Even if the defendant's evidence is accepted, it would appear to be insufficient to rebut the presumption: R v Hatfield, 115 CCC 3d 47 and R v Szymanski, 88 MVR 5th 182.
From R v Szymanski, paragraphs 62-64:
If a trial judge were to find that the accused probably did not intend to drive until he or she was no longer impaired or over the legal limit and also concluded that there was no real risk of the accused changing his or her mind and driving while impaired or over the legal limit, a persuasive argument can be made that the presumption has been rebutted. It can be argued that this is consistent with Whyte in permitting the accused to rebut the presumption by showing that he or she entered the vehicle for a reason other than to set it in motion. The Whyte criteria would have to be qualified that the person occupied the driver's seat for a reason other than to set it in motion until they were no longer impaired or over the legal limit.

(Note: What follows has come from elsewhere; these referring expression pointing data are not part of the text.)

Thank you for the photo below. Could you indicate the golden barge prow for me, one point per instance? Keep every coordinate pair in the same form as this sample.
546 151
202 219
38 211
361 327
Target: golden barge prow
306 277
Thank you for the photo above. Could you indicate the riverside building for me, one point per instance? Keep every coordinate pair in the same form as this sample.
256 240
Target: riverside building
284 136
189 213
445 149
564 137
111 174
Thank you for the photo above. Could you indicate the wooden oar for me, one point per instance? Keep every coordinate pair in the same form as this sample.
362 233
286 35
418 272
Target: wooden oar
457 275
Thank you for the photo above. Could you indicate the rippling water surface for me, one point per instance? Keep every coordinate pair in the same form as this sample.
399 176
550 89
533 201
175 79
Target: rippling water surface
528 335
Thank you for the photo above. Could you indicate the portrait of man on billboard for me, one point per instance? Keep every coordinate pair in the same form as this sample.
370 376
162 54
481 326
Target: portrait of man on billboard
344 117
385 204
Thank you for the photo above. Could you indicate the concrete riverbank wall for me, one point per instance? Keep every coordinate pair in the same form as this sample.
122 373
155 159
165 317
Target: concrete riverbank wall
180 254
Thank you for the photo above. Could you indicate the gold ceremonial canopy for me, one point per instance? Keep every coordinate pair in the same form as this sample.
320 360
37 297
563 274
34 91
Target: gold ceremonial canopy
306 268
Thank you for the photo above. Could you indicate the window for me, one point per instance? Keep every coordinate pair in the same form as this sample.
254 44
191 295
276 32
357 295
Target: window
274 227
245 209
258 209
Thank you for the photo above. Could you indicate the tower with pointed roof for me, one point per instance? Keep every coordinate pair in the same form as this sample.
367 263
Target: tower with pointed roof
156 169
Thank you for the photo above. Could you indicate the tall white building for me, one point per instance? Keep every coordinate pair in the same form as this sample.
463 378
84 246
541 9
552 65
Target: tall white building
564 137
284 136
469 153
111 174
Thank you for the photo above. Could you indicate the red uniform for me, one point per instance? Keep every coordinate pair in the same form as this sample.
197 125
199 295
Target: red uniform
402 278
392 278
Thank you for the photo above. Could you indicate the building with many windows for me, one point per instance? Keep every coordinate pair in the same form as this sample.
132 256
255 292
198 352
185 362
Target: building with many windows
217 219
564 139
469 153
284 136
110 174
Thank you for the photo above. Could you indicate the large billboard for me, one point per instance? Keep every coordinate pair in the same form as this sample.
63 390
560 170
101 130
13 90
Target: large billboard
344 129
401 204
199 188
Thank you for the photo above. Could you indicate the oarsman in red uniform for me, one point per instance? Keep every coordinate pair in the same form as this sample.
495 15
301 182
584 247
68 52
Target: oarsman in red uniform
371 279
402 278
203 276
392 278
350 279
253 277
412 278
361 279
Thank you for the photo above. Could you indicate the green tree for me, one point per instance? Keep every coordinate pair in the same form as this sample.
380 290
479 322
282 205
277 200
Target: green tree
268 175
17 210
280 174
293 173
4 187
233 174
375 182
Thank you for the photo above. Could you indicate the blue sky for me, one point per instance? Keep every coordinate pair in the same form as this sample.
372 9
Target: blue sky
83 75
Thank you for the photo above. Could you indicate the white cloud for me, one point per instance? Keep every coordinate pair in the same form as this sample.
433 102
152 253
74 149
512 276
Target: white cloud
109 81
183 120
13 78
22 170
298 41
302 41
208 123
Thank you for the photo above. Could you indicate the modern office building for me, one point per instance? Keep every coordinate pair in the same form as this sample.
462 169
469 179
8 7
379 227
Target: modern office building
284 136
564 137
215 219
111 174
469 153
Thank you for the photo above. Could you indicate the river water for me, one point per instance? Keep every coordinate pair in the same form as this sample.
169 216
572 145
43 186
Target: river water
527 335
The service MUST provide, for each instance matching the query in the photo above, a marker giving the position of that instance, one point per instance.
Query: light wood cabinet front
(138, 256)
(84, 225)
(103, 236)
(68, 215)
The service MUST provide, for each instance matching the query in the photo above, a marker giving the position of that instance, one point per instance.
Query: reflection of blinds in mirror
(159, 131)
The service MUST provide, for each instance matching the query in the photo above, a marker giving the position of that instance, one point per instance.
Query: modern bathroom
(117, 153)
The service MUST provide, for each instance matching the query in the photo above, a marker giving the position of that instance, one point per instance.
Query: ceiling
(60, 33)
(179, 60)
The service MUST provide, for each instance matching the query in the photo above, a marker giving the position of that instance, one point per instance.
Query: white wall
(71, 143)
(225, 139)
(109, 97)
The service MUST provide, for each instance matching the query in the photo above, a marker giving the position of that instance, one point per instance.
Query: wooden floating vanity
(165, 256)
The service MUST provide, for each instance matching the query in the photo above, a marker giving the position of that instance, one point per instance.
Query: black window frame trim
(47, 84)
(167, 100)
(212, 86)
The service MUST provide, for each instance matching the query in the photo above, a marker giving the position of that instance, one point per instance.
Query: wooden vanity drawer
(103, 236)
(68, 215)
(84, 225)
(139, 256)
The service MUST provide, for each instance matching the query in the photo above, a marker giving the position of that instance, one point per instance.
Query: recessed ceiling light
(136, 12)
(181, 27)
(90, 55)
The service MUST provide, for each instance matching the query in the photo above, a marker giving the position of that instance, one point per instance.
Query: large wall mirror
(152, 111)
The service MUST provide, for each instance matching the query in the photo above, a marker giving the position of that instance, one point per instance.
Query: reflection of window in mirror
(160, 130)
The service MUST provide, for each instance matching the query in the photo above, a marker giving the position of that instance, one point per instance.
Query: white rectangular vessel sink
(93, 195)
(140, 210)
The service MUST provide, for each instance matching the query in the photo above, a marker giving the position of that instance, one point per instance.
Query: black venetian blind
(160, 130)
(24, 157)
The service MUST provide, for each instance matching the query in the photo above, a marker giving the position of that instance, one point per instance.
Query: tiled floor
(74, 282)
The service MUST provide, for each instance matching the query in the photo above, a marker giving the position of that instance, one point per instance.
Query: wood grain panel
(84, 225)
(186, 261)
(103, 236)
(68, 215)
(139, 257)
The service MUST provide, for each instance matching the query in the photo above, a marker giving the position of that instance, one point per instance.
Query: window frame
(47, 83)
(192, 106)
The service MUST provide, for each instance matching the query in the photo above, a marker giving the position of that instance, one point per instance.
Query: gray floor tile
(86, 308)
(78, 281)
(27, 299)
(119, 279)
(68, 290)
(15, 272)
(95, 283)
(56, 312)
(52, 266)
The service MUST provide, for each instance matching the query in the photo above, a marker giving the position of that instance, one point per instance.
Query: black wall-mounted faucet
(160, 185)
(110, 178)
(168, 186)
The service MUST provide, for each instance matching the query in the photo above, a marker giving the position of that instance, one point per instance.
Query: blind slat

The difficulty with that approach is not the Court of Appeal judgment in Fleming as the Crown submits because of the distinguishing factors between Fleming and the facts on this appeal. Rather, the concern is found in Hatfield who testified that he was going to sleep until he was no longer impaired. There was no adverse credibility findings in Hatfield. The Court of Appeal found that one of the reasons the presumption had not been rebutted was that Hatfield said he intended to continue driving when he decided that he was no longer impaired. I am not persuaded the appellant's argument remains a viable position given the Court of Appeal's judgment in Hatfield. For the same reasons as the scenario in para. 56 where an accused does not intend to drive for such a long period of time that they would no longer be impaired or over the legal limit does not rebut the presumption. (underlining added)
But assuming that such an intention might rebut the presumption, it would do so only when found to be credible on a balance of probabilities. I am unable to so find in this case. In fact, I do not believe him – either the background that he was living out of his car or the specific contention that he would not drive until sufficient time had passed that he would be clearly sober. I think it highly unlikely that both his mother and sister would deny him shelter, particularly in the winter months. Specifically I find it unlikely and implausible that he would have any plan to remain immobile until well into the morning. Rather, it is most probable that he intended to drive when, in his potentially impaired self-assessment he was OK to do so (though it is not necessary for me to determine what his intention was, the burden being on the defendant). Such an intention does not rebut the presumption: R v Szymanski and authorities cited therein.
Further, apart from the presumption, in my view the defendant was in de facto care or control. The issue here is risk of danger and even if the defendant had an initial intention to not drive, there was a real risk that he would change his mind. He had the means of operating the car and had in fact started the engine. He was in the driver's seat. He was not at any destination but planned to go elsewhere and to drive to get there. No alternate plans or arrangement were made or even contemplated. He had almost twice the legal limit of alcohol in his blood. I am satisfied that the defendant constituted the sort of risk that the section was designed to prevent: R v Szymanski, paragraphs 84-94. Accordingly he was in care or control.
Impaired
- While the evidence of articulable indicia is not overwhelming and there was significant contradiction among the officers, the case is not limited to their evidence. In addition, there is the evidence of the defendant himself who acknowledged that he was not fit to drive at the time he was arrested. It is difficult to see this admission as other than dispositive of any issue of impairment.
Conclusion
- The defendant is found guilty of both offences. The impaired count is conditionally stayed.